The local Guardian newspaper is asking: ‘Is it the return of Spring-Heeled Jack?’ They do admit way down the story, though, that SHJ never actually bothered Ewell before. It’s quite interesting, actually, that not only had the newspaper reporters heard of Spring-Heeled Jack, they confidently assumed their readers would, too. It seems he’s never quite left the public consciousness.
But what is all the fuss about? Well, the Martin family were driving in a Taxi down the Ewell bypass (Surrey) on the night of February 14 when something weird leapt into the road in front of them. Dad Scott Martin told the Guardian: “We saw a man on the other side of the road. We didn’t pay much attention until he started crossing over to our side of the road. The next thing he jumped over the centre fencing in the road and ran across our two lanes. On the side of our road is a bank easily 15ft in height and this figure crossed our road, climbed this bank and was gone from sight all in about two seconds.
‘All four of us were baffled and voiced our sighting straight away with the same detail. A dark figure with no real features, but fast in movement with an ease of hurdling obstacles I’ve never seen. My last image was of him going through the bushes at the top of the bank.’
Mr Martin admits that he and his family were ‘freaked’ by the sighting and that the cab driver was ‘petrified’. Mrs Martin tried to rationalise it all by stating it was the fact that anyone would try to cross the multilane bypass just there that made it so ‘weird’.
To my mind this could be categorised as a Black Dog-type phenomenon. OK, it was human-shaped and on two legs but here we have the same characteristics of a dark shape crossing a road, disappearing into shrubbery as these phantoms so often do (for an example of a two-legged example of the breed see http://www.uncannyuk.com/80/the-beast-of-brymbo/)
The more I study old folkloric, rural ghost stories the more convinced I am that our byways and even our busy highways have been patrolled by peculiar dark shapes of various kinds that occasionally still manifest.
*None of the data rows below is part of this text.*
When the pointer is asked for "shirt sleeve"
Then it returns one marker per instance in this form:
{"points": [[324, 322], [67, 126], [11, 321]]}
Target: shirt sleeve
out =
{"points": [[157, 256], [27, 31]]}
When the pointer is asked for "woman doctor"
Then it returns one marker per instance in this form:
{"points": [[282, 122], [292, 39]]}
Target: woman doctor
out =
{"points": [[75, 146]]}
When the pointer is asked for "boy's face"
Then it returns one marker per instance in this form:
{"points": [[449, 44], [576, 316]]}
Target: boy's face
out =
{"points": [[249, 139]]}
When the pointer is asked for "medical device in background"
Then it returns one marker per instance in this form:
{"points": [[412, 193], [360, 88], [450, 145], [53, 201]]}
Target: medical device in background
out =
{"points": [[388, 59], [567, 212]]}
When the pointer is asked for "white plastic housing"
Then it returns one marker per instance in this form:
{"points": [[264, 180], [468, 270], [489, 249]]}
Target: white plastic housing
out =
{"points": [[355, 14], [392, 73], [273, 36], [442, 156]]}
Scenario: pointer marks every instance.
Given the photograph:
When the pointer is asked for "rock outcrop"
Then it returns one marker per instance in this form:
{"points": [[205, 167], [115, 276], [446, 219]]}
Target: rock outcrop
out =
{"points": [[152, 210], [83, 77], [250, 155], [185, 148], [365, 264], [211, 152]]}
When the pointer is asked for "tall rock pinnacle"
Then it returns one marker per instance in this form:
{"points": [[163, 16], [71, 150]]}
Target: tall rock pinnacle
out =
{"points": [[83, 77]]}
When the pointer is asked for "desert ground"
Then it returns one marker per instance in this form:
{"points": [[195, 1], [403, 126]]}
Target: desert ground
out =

As well as their habitat, typically dark or shadowy appearance and general weirdness, they have one other thing in common: seeing one freaks people out. What the Martins saw may just have been some foolhardy idiot and a trick of the light suggested his fast movement up the embankment – perhaps it was his shadow that was cast up the bank. Or perhaps the reason they and their cab driver were so ‘freaked’ and ‘petrified’ was that their sighting was of something undeniably supernatural, something that effected them in that chilling, disturbing way peculiar to the paranormal. Any thoughts?
Read the full report here: http://is.gd/VKcZCN
(For information on my iPhone application, Ghost Finder London, which has 300+ haunted sites accurately plotted on Google maps throughout Central and Greater London (with info on each researched and written by me), please visit the app store: http://is.gd/sKQ8TJ)
Could be something as simple as a freerunner. The skills of some of those guys appear almost superhuman when in full daylight. Running up a 15ft bank is a matter of a couple of well practised hops and they can move at a hell of a pace.